I also used JHipster for some early prototyping / playing around kind of projects.

What I don't like about it when it comes to production systems is, that it actually combines client side stuff and server side stuff.

I'd definitely prefer a solution (most probably even for prototyping stage) where the REST API is served with Spring Boot and the client side stuff is served e.g. with NodeJS - on a different port which forces you to get CORS implemented correctly right from the beginning.

And preferably the client side code should not include any server side logic (beside maybe compiling CoffeeScript to JavaScript or LESS/SASS to CSS. 'Cause that allows to deploy the final version of something like AmazonS3.
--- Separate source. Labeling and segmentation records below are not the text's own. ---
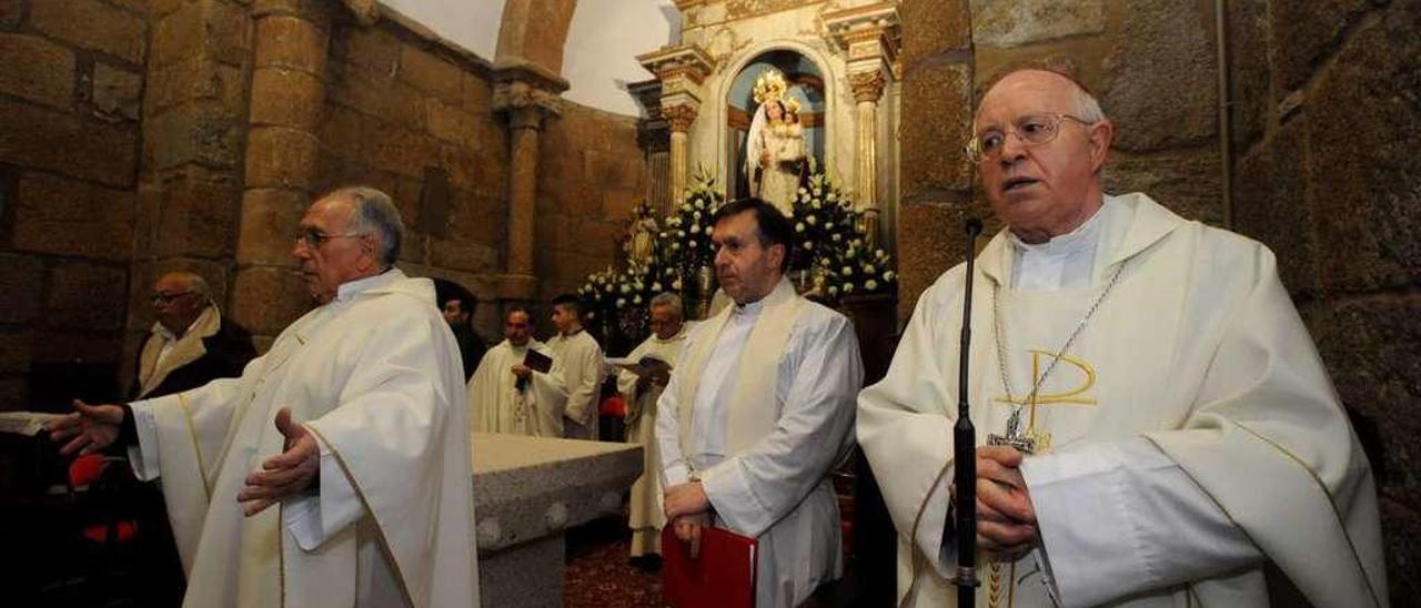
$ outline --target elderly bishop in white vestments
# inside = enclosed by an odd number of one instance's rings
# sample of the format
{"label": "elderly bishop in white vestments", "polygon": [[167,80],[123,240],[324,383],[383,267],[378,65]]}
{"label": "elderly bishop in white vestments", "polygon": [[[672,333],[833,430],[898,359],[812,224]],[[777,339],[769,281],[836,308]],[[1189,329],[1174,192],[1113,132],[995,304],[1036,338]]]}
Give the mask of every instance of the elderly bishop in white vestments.
{"label": "elderly bishop in white vestments", "polygon": [[129,457],[161,479],[188,572],[183,605],[479,604],[459,349],[433,284],[391,268],[401,233],[378,190],[325,196],[294,250],[321,305],[242,378],[78,403],[58,425],[77,435],[68,452],[136,436]]}
{"label": "elderly bishop in white vestments", "polygon": [[[533,338],[533,320],[526,308],[509,308],[503,315],[503,337],[469,379],[473,430],[561,438],[567,402],[561,358]],[[529,351],[553,359],[551,368],[540,372],[523,365]]]}
{"label": "elderly bishop in white vestments", "polygon": [[[681,297],[665,293],[651,300],[651,337],[627,355],[632,362],[651,357],[676,368],[681,349],[686,344],[689,327],[682,321]],[[657,452],[657,399],[666,388],[664,372],[648,371],[637,375],[617,372],[617,389],[627,395],[627,443],[642,446],[644,469],[631,486],[631,509],[627,526],[631,528],[631,557],[661,554],[661,527],[666,516],[661,510],[661,456]]]}
{"label": "elderly bishop in white vestments", "polygon": [[973,277],[958,266],[918,298],[858,401],[902,602],[956,595],[944,528],[971,280],[978,605],[1266,607],[1269,561],[1312,605],[1387,605],[1371,472],[1273,253],[1104,195],[1113,125],[1063,74],[1006,75],[975,129],[1007,229]]}
{"label": "elderly bishop in white vestments", "polygon": [[791,608],[843,571],[828,473],[853,446],[864,379],[844,315],[784,278],[789,222],[759,199],[716,212],[716,276],[735,301],[701,322],[657,403],[668,524],[759,540],[755,598]]}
Posted by Michael on February 12, 2015 at 07:09 PM MST #

Same way as Michael says. However, the backend was an integration project where SOAP over HTTP services were already created. I used to WSO2-esb and WSO2-api-manager to reuse these services and expose them as REST for later consumption to presentation layer made by the jhipster generator through the scaffold of yeoman.

This alternative is a backend that requires some setup time, not really applicable for a short number of applications and I would prefer to use a lighter backend stack where "capabilities" could be included according the needs of the projects, but having a base stack that the majority of all microservices could reuse. The closest approximation is spring boot, an evolution of the old friend spring, where capacities can be included according the intended use. Other stacks on the side of backend often provide the very-fast and efficient creation of database-oriented applications (rails, django, grails) but sometimes does not have the expected integration capabilities. Then we need to include brokers or middleware to access another applications.

Posted by andres on February 17, 2015 at 03:21 PM MST #

Matt, I am wondering if you are using Jhipster for any client apps? Do you think its mature enough?

Posted by Rob on May 27, 2016 at 07:37 PM MDT #

It's definitely mature enough. It's based on Spring Boot and AngularJS, which are both mature and still innovating. I've used it to prototype for clients, but not for a full-on application. Most of my clients have an existing backend and just need a modern front end. One of my clients, Stormpath, just migrated their backend to Spring Boot.